Post-Birthday
So. Yesterday was my birthday and today is my first full day at the old/young (depending on your vantage point I suppose) age of 31. I don't feel any older. My metabolism did not stop in the middle of the night like it did when I turned 21 (of course the circumstances are slightly different....I didn't spend all of last night in a bar doing shots of slippery nipples like i did 10 years ago; I had dinner with Doug and Colin then cake with my maternal familia).
But you know, it is wierd. When I turned 30, I FELT older and fatter and dumber and unsuccessful. And I have continued to feel that for the past year. Until today, well yesterday mostly I think.
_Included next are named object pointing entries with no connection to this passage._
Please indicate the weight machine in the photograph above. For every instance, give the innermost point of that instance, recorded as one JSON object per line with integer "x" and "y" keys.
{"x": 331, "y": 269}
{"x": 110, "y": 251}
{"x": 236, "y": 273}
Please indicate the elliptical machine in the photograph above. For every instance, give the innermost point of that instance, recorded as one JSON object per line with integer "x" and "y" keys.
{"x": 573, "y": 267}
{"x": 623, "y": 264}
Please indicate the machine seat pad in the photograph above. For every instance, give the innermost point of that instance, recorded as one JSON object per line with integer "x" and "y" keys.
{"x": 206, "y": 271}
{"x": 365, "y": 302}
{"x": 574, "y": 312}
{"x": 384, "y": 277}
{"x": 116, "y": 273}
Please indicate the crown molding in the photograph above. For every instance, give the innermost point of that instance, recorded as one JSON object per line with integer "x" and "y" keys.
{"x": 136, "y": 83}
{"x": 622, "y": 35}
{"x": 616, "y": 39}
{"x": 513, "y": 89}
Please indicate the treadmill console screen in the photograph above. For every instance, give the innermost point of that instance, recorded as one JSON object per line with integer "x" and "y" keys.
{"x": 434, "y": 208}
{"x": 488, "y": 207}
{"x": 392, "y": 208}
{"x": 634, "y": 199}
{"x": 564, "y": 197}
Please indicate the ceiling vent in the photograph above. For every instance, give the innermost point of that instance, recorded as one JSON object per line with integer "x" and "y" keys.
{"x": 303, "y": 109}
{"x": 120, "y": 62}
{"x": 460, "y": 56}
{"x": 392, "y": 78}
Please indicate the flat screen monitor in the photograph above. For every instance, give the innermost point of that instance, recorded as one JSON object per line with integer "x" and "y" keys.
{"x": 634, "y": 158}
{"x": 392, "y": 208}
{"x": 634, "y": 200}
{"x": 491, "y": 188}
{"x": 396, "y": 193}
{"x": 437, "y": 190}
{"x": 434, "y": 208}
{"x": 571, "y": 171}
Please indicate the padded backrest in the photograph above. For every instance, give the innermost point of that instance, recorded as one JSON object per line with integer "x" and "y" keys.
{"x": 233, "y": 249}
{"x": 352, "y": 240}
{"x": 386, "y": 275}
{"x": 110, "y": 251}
I still kind of feel fat (but that might be because dinner was chicken fingers and fried mushrooms and potato skins and lots of rolls with real butter then I had cake for goodness sake) but I am actually considering becoming one of those people that do something about it (it being the fatness, not everything...let's not get carried away people come on!) instead of staying one of those people who just continually bitch about it.
And today I feel invigorated to take on the world. I am smiling and happy and Colin and I sang most of the way to school. And I talked to my sister almost all the way to work (I miss doing that). And at work, I am contributing (not right now because I am writing this, but overall I am contributing!). And. And. And. I could go on and on. But I think I can sum it up (and most of you know, I truly believe this) with just one word...ATTITUDE. Yep, ATTITUDE.
This is it people. We are here for a short time and it is our job, no our duty, to make the most of it. And do you know how we make the most of it? With our ATTITUDE!!! (for those of you that have heard me say this countless times, please just read it one more time because, as you know, I truly, truly, TRULY believe it!)
I choose how I wake up each day.
And I choose how I react to EVERY situation.
And I CHOOSE to make the most or focus on the worst of every choice/predicament/question/roadblock/opportunity that I am faced with.
It is MY ATTITUDE and it is MY CHOICE.
And I choose to be happy about it.
2 Comments:
So, you've been 31 for a week now. How's it going?
2:48 PM
And I suck and missed your birthday. For a month or something.
Welcome to 31! I have been here a while now. The benefit of being the oldest in the group....I get to to everything first!